Only the dead, said Plato, have seen the end of war. And because states are constituted with the fundamental purpose of securing the lives of their citizens, they are obliged to undertake whatever actions serve that need — but in ways which conform to the moral sense and to a consideration of the consequences to the states.
As every writer on war since Sun Tzu has stated, an essential element of securing the populace is in the gathering of intelligence, whether by reconnaissance, espionage or in the questioning of captured enemies. No one, at least since the late Henry Stimson (the one-time Secretary of State who said gentlemen don’t read each other’s mail) would contend that a state is not justified in eliciting information from an enemy whose means and intent demonstrate an immediate danger to the state.
It seems plain that a state is justified in undertaking any action that will deter or interdict an enemy whose capabilities and intent demonstrate, beyond all judgment and argument, a violent act that will kill citizens whom the state is obliged to secure. Assuming the evidences are beyond question, and the imminence of the act is certain, then the state may take the life of the assailant, or, if taking his life is unnecessary, may do those things required to make it impossible for him to carry out his intended act.
Supposing, however, that he only knows of the imminence of such an act, and that the state is certain that 1) knows, and 2) is our only source of information necessary to us, to stop the act. Are we then — is the state then — justified in doing what is necessary to “find out”?
It would seem the answer is yes. And as Charles Krauthammer has noted, such universally-admired icons of humanity and beneficence as Yitzhak Rabin would agree with the proposition. The question then becomes complicated in three ways: first, when the evidence, while compelling, is not absolute; second, when the means by which necessary information is to be obtained, including “torture,” are not always or even usually known to be efficacious; last, in our democratic republic, in which norms of state behavior in assuring security, are defined and supervised by representatives of the people.
There is a universal condemnation among liberal elites of “waterboarding,” and certain other means of gaining information. But the characterization of waterboarding — and other so-called “enhanced interrorgation techniques,” a curious, near-Orwellian euphemism — as torture is open to doubt. What was not torture and therefore legal in 2002 — as waterboarding may well have been — is not the same as what torture, i.e., illegal interrogation methods, are now.

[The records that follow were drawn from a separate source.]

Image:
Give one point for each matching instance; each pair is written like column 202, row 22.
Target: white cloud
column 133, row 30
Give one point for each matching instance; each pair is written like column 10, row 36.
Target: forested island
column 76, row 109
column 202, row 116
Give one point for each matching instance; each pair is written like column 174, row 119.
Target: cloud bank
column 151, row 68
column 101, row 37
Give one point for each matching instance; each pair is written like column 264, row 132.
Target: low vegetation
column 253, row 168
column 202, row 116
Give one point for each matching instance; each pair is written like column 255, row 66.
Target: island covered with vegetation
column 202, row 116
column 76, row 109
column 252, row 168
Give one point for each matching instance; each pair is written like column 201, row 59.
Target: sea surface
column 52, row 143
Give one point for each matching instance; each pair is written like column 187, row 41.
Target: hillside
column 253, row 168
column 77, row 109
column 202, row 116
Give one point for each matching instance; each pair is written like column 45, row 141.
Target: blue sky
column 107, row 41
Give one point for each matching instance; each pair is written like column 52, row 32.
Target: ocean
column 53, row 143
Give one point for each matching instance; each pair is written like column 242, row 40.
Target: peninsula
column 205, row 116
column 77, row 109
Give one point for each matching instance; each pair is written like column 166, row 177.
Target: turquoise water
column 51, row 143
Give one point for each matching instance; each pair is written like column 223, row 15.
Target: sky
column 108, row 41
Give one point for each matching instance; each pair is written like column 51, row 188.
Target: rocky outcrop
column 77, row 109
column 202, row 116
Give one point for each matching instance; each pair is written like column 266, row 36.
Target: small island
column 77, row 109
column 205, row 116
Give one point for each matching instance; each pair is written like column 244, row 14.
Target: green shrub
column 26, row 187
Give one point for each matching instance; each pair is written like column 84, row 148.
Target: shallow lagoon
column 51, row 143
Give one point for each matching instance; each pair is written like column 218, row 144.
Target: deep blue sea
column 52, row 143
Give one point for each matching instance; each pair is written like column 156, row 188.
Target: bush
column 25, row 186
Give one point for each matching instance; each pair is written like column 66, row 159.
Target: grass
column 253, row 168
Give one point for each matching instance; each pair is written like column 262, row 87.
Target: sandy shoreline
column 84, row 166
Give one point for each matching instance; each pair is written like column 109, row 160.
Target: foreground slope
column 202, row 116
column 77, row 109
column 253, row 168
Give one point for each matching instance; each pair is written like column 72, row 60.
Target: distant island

There is, further, widespread disagreement as to the efficacy of torture of all kinds, the very consideration of which has forced the organs of American culture to devise (as they commonly do) fresh euphemisms such as the aforementioned “enhanced interrogation techniques.”
Finally, there is the issue of oversight: who is to determine what forms, if any, of torture, are appropriate? If the “who” comprises elected representatives of the people, and if they depend for their re-election on the peoples’ estimate of the value of their services to them, and if they sense that the people believe torture, in some cases, may be justified, is it not likely their representatives will heed their counsel? They usually do.
The issue is close to a conundrum — a problem without a demonstrable solution. Beyond this is the individual conscience on the part of those who secure the state — a conscience educated, firm in judgment, and painstaking in evaluating evidence, with a consideration of the effects of applied torture, by representatives of the state, on the state itself. Will not an adversary likely use on our state’s citizens the same means of extracting information, or worse, than we have done to the adversary’s?
What is certain is that the political hypocrisy of politicians who now following the popular will pronounce themselves appalled at what only a few months or years ago they had permitted (silently, demurely, acquiesced in) is itself as corrosive to public standards as the use of “enhanced interrogation techniques” it affects to deplore. What is also certain is that our nation’s adversaries are prepared to do whatever they believe will bring about the destruction of the United States and its people. They are untroubled by the moral scruples that cause American citizens to consider issues like this one and that knowing this must guide our deliberations in securing citizens.
One once heard of battlefield Christmas truces and acts of singular compassion between enemies at war. As the poet Hopkins wrote in a different context, Now no longer. It is the blight man was born for.
As is its wont, the country is now in a terrible moral fret — this time, about torture. Is it ever right? Is it ever warranted? Is it ever effective? Does its use degrade the user? Will its use assure our enemies’ labors to cause our citizens and soldiers further suffering and harm, perhaps death?
We, the living, have neither seen an end of war, nor the beginning of the end of the war we are now engaged in. If we are to see an end to this war, or vouchsafe a course to victory to our children, we must emerge from this moral fret over torture.
To do so, we must have two things.
First, we must end the debate over whether waterboarding and the other so-called “enhanced interrogation methods” worked by releasing publicly the documents that will prove or disprove the point with finality. If we can, as we have, release the documents which show the methods by which the interrogations were conducted, we must be able to release the documents that show whether those methods produced information that saved lives.
Second, once we have determined what has worked (and our elected representatives decided from a moral point what we may and may not do), we must restore clarity to the law so that our soldiers and intelligence agents know what is torture and what is not. That clarity is now, sadly, entirely lacking.
This would take no special courage to do. It is only a duty, our duty, which must be performed.